The impact of this is felt at the front doors of the medical center’s emergency room (ER), and is evident in its bottom line. Without health insurance, the only option left to many uninsured Wilson County residents is to seek non-critical care at the local ER. Connally Memorial must then accommodate these individuals, in place of others who may be in need of more urgent care, and to the detriment of its overall financial health.

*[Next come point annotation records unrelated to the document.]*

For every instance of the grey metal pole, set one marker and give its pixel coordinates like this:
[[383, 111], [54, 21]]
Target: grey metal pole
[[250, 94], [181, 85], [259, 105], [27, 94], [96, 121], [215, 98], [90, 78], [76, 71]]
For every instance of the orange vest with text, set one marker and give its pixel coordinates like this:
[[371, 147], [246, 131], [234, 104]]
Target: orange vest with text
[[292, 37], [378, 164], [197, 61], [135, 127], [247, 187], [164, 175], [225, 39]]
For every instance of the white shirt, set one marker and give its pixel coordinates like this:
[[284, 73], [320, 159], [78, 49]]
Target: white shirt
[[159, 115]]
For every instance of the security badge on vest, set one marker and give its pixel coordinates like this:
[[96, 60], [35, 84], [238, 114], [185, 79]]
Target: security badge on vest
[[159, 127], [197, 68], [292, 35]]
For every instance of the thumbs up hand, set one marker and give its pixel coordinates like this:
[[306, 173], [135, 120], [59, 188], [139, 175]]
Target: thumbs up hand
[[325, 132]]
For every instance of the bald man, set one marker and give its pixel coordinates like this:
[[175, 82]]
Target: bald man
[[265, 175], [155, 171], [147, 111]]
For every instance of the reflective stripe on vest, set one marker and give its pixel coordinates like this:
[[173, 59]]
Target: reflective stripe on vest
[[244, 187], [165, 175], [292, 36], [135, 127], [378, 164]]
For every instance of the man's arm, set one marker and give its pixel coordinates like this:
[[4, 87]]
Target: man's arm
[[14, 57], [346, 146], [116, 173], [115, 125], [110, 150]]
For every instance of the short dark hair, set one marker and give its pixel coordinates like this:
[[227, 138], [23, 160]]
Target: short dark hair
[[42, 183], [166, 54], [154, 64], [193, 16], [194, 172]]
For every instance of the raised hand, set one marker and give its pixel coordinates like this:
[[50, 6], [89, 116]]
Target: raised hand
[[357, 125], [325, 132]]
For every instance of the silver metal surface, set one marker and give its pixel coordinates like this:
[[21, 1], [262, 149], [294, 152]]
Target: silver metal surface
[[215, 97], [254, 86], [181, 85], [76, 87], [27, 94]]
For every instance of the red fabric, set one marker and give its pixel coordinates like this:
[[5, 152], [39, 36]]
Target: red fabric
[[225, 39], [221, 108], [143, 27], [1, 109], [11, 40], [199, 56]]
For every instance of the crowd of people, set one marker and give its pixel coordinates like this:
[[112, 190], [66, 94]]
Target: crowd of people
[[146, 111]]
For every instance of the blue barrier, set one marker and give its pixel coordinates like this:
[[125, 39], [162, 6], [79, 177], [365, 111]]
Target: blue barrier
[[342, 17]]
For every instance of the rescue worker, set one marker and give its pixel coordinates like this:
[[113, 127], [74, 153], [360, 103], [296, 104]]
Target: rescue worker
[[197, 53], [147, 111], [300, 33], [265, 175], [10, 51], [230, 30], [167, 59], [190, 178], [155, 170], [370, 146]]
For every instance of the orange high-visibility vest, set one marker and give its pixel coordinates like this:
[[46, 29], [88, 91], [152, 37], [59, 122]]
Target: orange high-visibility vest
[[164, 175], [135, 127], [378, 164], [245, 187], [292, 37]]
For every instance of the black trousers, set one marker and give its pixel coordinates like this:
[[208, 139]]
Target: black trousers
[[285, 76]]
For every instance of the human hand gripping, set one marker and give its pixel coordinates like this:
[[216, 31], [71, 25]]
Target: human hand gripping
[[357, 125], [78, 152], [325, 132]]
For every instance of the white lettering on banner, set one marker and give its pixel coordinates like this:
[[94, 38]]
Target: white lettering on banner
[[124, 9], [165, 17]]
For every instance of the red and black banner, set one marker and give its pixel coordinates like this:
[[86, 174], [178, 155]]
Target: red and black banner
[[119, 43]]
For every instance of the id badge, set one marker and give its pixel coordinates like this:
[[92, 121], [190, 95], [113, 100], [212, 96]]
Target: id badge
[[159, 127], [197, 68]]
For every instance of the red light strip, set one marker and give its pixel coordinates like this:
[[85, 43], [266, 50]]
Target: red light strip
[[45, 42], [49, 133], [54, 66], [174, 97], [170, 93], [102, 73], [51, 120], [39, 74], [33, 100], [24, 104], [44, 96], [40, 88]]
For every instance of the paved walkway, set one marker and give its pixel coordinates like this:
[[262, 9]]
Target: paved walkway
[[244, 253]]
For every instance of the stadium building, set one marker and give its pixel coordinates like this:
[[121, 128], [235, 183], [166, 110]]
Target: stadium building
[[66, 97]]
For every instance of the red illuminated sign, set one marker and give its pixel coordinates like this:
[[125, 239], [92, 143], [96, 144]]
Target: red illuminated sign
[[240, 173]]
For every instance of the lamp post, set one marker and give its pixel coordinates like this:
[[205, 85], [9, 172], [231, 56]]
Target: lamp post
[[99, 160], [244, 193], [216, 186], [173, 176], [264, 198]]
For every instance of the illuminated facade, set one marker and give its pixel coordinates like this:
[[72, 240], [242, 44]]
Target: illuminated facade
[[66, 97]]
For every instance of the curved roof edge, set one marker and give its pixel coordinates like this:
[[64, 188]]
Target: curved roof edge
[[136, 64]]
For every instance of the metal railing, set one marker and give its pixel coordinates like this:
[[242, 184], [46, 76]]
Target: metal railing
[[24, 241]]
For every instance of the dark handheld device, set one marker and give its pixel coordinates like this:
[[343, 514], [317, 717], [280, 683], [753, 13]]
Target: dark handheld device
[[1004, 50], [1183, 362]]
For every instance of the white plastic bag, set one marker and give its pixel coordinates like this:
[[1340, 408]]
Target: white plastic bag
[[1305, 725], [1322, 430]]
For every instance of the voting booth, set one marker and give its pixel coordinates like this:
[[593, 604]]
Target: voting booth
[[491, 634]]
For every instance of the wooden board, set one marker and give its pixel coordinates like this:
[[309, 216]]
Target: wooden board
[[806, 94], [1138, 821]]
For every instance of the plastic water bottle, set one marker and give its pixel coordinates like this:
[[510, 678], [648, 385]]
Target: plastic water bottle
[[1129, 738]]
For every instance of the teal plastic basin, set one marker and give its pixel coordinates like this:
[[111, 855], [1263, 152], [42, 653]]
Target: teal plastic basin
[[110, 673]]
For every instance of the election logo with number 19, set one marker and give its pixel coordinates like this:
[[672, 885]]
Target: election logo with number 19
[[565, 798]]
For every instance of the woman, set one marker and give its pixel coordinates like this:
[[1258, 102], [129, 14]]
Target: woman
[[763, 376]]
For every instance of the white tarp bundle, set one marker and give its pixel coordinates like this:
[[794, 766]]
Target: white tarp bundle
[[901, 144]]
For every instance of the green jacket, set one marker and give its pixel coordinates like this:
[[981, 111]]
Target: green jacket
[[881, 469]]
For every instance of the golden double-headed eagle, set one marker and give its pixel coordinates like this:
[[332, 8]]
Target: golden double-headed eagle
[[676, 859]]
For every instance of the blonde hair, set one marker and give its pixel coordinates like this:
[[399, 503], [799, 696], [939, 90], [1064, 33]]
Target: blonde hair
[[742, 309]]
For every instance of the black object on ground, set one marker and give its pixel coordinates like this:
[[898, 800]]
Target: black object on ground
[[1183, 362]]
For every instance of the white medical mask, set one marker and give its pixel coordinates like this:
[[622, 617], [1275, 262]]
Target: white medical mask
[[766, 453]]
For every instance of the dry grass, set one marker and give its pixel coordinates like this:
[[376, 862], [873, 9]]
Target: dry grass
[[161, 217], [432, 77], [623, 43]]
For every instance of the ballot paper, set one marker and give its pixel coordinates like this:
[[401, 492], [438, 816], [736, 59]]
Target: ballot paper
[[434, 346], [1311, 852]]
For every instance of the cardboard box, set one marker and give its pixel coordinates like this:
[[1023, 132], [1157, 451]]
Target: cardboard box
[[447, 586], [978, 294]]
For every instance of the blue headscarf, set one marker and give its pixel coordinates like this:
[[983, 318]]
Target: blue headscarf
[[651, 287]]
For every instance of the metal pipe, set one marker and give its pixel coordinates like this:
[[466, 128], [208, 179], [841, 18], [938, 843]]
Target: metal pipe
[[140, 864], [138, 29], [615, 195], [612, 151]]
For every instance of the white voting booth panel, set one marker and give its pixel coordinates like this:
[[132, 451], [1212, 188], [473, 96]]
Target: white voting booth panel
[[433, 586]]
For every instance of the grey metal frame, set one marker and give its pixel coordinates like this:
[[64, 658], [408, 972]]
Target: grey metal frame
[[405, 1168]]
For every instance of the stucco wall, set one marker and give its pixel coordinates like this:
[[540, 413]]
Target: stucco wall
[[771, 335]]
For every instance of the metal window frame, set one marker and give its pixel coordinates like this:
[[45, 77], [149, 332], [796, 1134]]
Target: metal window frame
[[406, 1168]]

Following a $15 million bond that was passed in 2004, taxpayers were promised that the new facility — which opened March 2005 — would not cause a rise in taxes. If the tax rate does increase this year, it would be due to the rising costs of treating uninsured and underinsured patients, and not as a result of the new building, Chilek said.
http://www.bcm.edu/...
The effect of uninsurance on individuals, families and communities, demonstrates that everyone suffers when large portions of a city or state are without health insurance. Emergency rooms become overcrowded as people who can find care nowhere else are forced into that doctors’ office of last resort. They are the only place mandated by law to evaluate and treat those who are ill and in an emergent condition.
Hospitals, hit by increasing bills that are not paid, begin to close services that they once provided because the community needs them – not because they make money. Doctors who find themselves increasingly called out to provide care to people without funds begin to take themselves off call lists, making their specialties less available.
http://www.cbsnews.com/...
this year [Grady Memorial Hospital in Atlanta] could lose $55 million - and close. There are too many patients with no way to pay.
If Grady closed, Atlanta would have a true trauma 9-1-1. In a metro area of more than 4 million people, this is the only Level 1 trauma center.
From Los Angeles to Chicago to Birmingham, 20 trauma centers have closed since 2000. And America's trauma centers will lose another $1 billion this year.
This should come as no surprise. We've been warned for years.
In 1991, a Congressional study found that
Money troubles have put at least 60 hospital trauma centers out of business, particularly in violent inner cities where speedy treatment is often a matter of life or death.
The study was requested by Senator Donald W. Riegle Jr., a Michigan Democrat who is chairman of the Senate subcommittee on health for families and the uninsured. He said the study showed a need for "comprehensive reform" of the health care system.
The Congressional agency reviewed 35 trauma centers in Chicago, Detroit, Los Angeles, Miami, San Diego and Washington. Of those, 15 have closed in the last five years, 12 of them because of financial hardship. Most of the centers still operating are losing money.
The high cost of treating trauma patients, many of whom have no health insurance, and limited assistance from Medicaid and other Government programs are the major reasons for the crisis, the agency said. Inner-city hospitals have a disproportionately high share of uninsured trauma patients.
The question isn't whether or not taxpayers should bear the financial burden of healthcare for the uninsured in this country, they're already bearing it.
It's time for an administration with a real plan to solve the health care crisis in this country. McCain not only wants to slap a bandaid on the problem, he apparently expects us to go to the Emergency Room to get it.